Lors de la Rencontre, un
plan d’action a été défini
et une équipe inter région à été désignée
pour préparer la prochaine rencontre et lancer un appel
aux autres peuples : «Prenons en considération
toutes les personnes, groupes et communautés, ainsi
que les us et coutumes. Cherchons le respect mutuel et résolvons
nos problèmes communautaires par le biais du dialogue.
Unissons-nous pour affronter ensemble les problèmes
qui nous affectent : conflits agraires, dépossession
des terres, divisions communautaires…»
(4) Le Réseau pour la paix est un espace local d’action
et de réflexion interinstitutionel qui cherche à appuyer
les processus de réconciliation et de paix au niveau
des organisations et des communautés au Chiapas.
Le réseau est composé, entres autres, des
organisations suivantes : Alliance civique-Chiapas,
CORECO, Cáritas, SIPAZ, CIEPAC, CEPAZ, DESMI, EDUPAZ, Enlace,
Communication et formation, les Centres de droits humains
Fray Bartolomé de las Casas et Fray Pedro Lorenzo
de la Nada, etc.^

«La
campagne n’en peut plus»
«Notre lutte n’est
pas de restaurer un passé qui ne reviendra plus (…)
Combattons par le droit que nous avons tous reçus
: le droit à produire, le droit à vivre dignement
de notre travail, le droit à une alimentation saine,
le droit à construire une économie humaine basée
sur notre idiosyncrasie et ouverte aux avancées de la
science et de la technologie, le droit à ce que notre
agriculture et nos communautés paysannes non seulement
puissent survivre mais aussi vivre avec une dimension vers
le futur et la dignité.»
(Appel du Mouvement «La
campagne n’en peut plus» au peuple du Mexique depuis
le Pont International de Cordoba, à Ciudad Juarez, la
première minute du 1er janvier 2003)
Lors
du dernier semestre, la mobilisation nationale et internationale
et l’articulation paysanne contre l’ALÉNA
se sont accrues.

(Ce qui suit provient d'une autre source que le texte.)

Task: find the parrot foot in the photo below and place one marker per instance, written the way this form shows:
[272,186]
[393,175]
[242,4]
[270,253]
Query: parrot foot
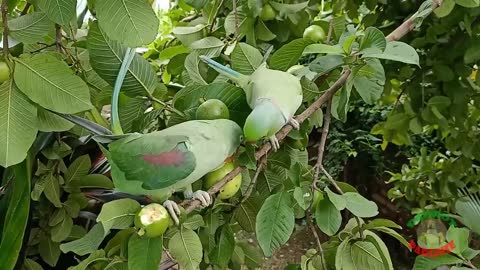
[173,210]
[294,123]
[274,142]
[203,196]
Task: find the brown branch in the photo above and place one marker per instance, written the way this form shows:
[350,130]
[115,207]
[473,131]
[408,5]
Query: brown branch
[58,37]
[5,28]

Le 12 novembre, douze organisations paysannes
nationales et régionales ont rendu public un manifeste «La
campagne n’en peut plus : six propositions pour sauver
et revaloriser la campagne mexicaine», qui rejette l’entrée
en vigueur (prévue pour le 1e janvier 2003) d’un
nouvel article du chapitre agraire de l’ALÉNA,
selon lequel toutes les importations agro-alimentaires en provenance
des Etats-Unis et du Canada sont exonérées, sauf
le maïs, les fèves, le lait en poudre et la canne à sucre.

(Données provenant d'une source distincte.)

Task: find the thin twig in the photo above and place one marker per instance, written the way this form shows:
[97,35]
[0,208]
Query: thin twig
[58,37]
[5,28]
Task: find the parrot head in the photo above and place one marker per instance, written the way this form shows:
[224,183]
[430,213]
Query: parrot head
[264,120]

Ce mouvement exige, entres
autres choses : la renégociation
du chapitre agraire de l’ALÉNA ; un plan urgent
pour 2003 et un autre à long terme –jusqu’en
2020- qui vise une réforme structurelle du secteur agraire
; une augmentation du budget de l’État pour le
développement rural de 0.6% à 1% du PIB ; une
orientation plus sociale des banques rurales ; qualité et
innocuité des aliments pour la consommation mexicaine
; et la mise en application des Accords de San Andrés
en matière de droits et culture des peuples autochtones.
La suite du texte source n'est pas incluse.